We propose to build a knowledge provider that will seek out, integrate and provide AI-ready,
BioLink-compatible models via high-performance text-mining of the biomedical literature.
Problems with Translator’s current mining of the biomedical literature that we intend to
solve include: (1) weaknesses in framework extensibility and benchmarking that make
integrating and validating new text-mining approaches difficult; (2) problematic licensing of
software, terminologies and other resources that do not adequately support FAIR (and TLC)
best practices; (3) processing only PubMed titles and abstracts, not full text publications; (4)
Translator’s use of older NLP technology with relatively poor performance; (5) lack of a
mechanism for community feedback regarding errors and other problems; (6) lack of continuous
updates to add knowledge from new publications; (7) output knowledge representation that is
simplistic and vague, failing to reflect the richness of what is expressed in scientific documents.
Plan for implementation: Our team has a long history of productive NLP research,
successful open source software projects, effective benchmarking and broad community
engagement. We will build on the results of NLM-funded work in information extraction, our
gold-standard Colorado Richly Annotated Full Text (CRAFT) corpus, a recent BioNLP Open
Shared Task (BioNLP-OST) that we organized, and recent advances in state-of-the-art NLP.
For Segment 1, we will: (1) Demonstrate BioStacks, an extensible, cloud-based text-mining
framework that produces knowledge graphs grounded in the Open Biomedical Ontologies
(OBOs). This BioStacks demo will include a state-of-the-art OBO concept recognizer for multiple
ontologies, a state-of-the-art semantic relationship prediction tool, and a state-of-the-art
structural analysis tool. All generated assertions will have provenance metadata linking the
assertion to a particular text span in a document specified by PMCID. (2) Demonstrate CRAFTST,
a cloud-based text-mining evaluation system that evaluates the performance of text-mining
systems against the CRAFT gold standard. (3) Demonstrate an adaptive machine learning
process illustrating how to efficiently create tools to extract BioLink association types.
For Segment 2, we propose to extend the text-mining and evaluation frameworks to align
with BioLink and the Translator community, improve text-mining quality and expand the
collection of source documents mined. Specifically, we propose to target 10 long term
milestones: (1) Align CRAFT to BioLink. (2) Develop new tools for extracting associations from
text. (3) Develop and manage a community engagement process on text-mining for Translator.
(4) Extend benchmarking. (5) Improve recall. (6) Improve precision. (7) Improve computational
efficiency. (8) Expand BioStacks to include all available full text biomedical journal articles. (9)

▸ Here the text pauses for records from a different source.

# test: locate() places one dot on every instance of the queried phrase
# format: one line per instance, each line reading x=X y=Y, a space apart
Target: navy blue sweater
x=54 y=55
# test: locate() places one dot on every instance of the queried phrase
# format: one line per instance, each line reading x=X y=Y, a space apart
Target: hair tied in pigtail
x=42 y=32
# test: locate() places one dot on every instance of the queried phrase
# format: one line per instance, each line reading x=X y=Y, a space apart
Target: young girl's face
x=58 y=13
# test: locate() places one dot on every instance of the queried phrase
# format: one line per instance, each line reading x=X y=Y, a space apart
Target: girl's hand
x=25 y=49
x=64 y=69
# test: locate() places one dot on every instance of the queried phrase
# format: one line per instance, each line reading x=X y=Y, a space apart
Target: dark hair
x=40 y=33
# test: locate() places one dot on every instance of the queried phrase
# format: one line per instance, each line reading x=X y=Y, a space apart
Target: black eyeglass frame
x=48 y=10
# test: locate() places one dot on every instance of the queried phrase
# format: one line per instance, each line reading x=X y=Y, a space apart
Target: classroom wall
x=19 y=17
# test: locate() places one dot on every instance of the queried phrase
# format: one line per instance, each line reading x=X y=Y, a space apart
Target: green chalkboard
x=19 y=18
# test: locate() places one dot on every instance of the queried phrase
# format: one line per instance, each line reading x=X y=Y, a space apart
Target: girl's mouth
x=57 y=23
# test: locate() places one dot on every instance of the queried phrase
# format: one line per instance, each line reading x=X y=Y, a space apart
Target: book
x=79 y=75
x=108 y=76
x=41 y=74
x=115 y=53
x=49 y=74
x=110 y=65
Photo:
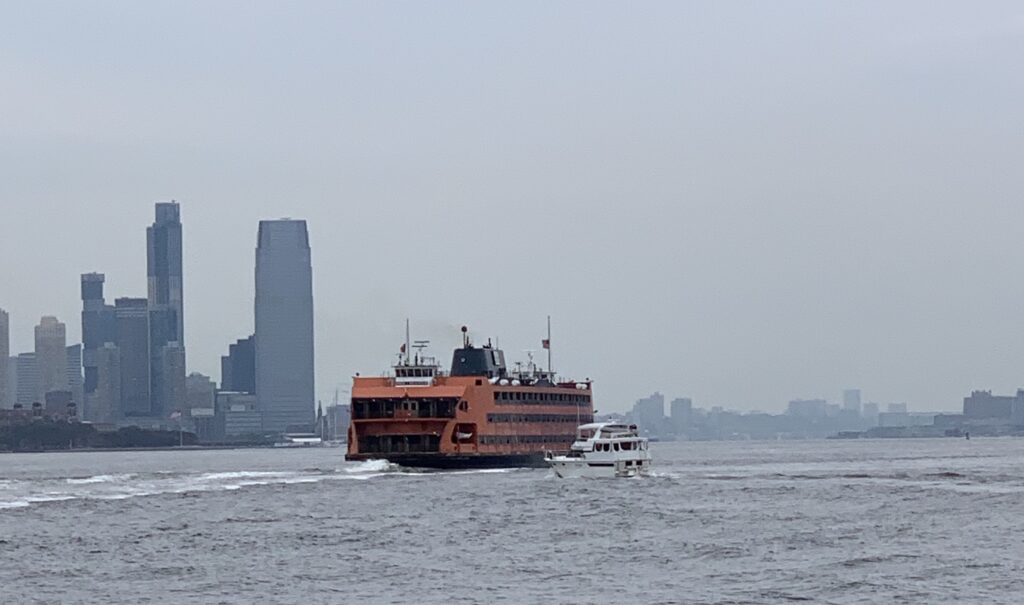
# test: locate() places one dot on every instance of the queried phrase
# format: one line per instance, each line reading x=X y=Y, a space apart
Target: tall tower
x=51 y=356
x=285 y=327
x=164 y=261
x=165 y=301
x=98 y=328
x=4 y=358
x=132 y=344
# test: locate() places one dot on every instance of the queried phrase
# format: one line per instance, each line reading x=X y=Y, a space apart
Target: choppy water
x=912 y=521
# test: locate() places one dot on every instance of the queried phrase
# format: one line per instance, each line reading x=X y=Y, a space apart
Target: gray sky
x=742 y=203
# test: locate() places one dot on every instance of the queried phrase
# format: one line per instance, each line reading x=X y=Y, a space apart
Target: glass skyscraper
x=285 y=327
x=165 y=300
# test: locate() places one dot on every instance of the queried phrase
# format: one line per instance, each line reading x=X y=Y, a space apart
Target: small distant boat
x=299 y=440
x=604 y=449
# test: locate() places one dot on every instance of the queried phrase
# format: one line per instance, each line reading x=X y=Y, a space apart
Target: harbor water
x=841 y=521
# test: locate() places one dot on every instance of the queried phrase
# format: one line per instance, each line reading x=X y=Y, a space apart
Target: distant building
x=28 y=380
x=870 y=413
x=133 y=344
x=285 y=327
x=810 y=408
x=98 y=328
x=104 y=402
x=649 y=414
x=239 y=415
x=11 y=383
x=5 y=401
x=238 y=368
x=74 y=355
x=985 y=405
x=851 y=400
x=51 y=356
x=165 y=300
x=57 y=401
x=166 y=289
x=681 y=413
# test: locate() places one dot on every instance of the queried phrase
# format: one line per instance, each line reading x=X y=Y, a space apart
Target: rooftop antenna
x=409 y=351
x=547 y=345
x=530 y=366
x=419 y=345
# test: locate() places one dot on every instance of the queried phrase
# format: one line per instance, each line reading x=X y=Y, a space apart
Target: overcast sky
x=741 y=203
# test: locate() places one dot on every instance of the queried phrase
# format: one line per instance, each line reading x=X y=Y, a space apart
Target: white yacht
x=604 y=449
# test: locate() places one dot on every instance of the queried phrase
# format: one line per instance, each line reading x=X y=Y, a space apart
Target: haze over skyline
x=742 y=204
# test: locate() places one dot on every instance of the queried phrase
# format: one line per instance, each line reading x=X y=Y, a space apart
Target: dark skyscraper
x=167 y=373
x=285 y=327
x=132 y=342
x=238 y=368
x=5 y=400
x=98 y=328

Expand document collections to include Patents & Regulatory filings. (10) Develop a scientist-based
movement to improve document access for text-mining from non-open publishers.
The types of questions the resulting knowledge graph can be used to address are
extremely broad, as it is generated by mining a large part of the biomedical literature.
Questions that can be answered include those about specific assertions (e.g. is this drug an
agonist-activator of this protein?), general relations (are these two proteins often mentioned
together?), and documents (which publications mention this gene, mutation and drug?).
Integration: We are long-time contributors to the open-science community and have
longstanding collaborations with existing awardees; we were participants in the NIH Data
Commons Pilot. We propose to align the output of text-mining tools to the BioLink model via
OBO terms. We propose to implement our frameworks in NIH Cloud Computing environments.
We propose to adopt the CD2H Contributor Attribution Model to foreground community
contributions. We plan to coordinate with the NLM’s nascent benchmarking activities and the
SmartAPI effort to build Translator standard interfaces.
Challenges and gaps: High-performance mining of rich, contextualized knowledge from the
literature remains a difficult task, and is unlikely to be solved in the next five years. Many
important publications remain inaccessible to text-mining due to restrictive licensing.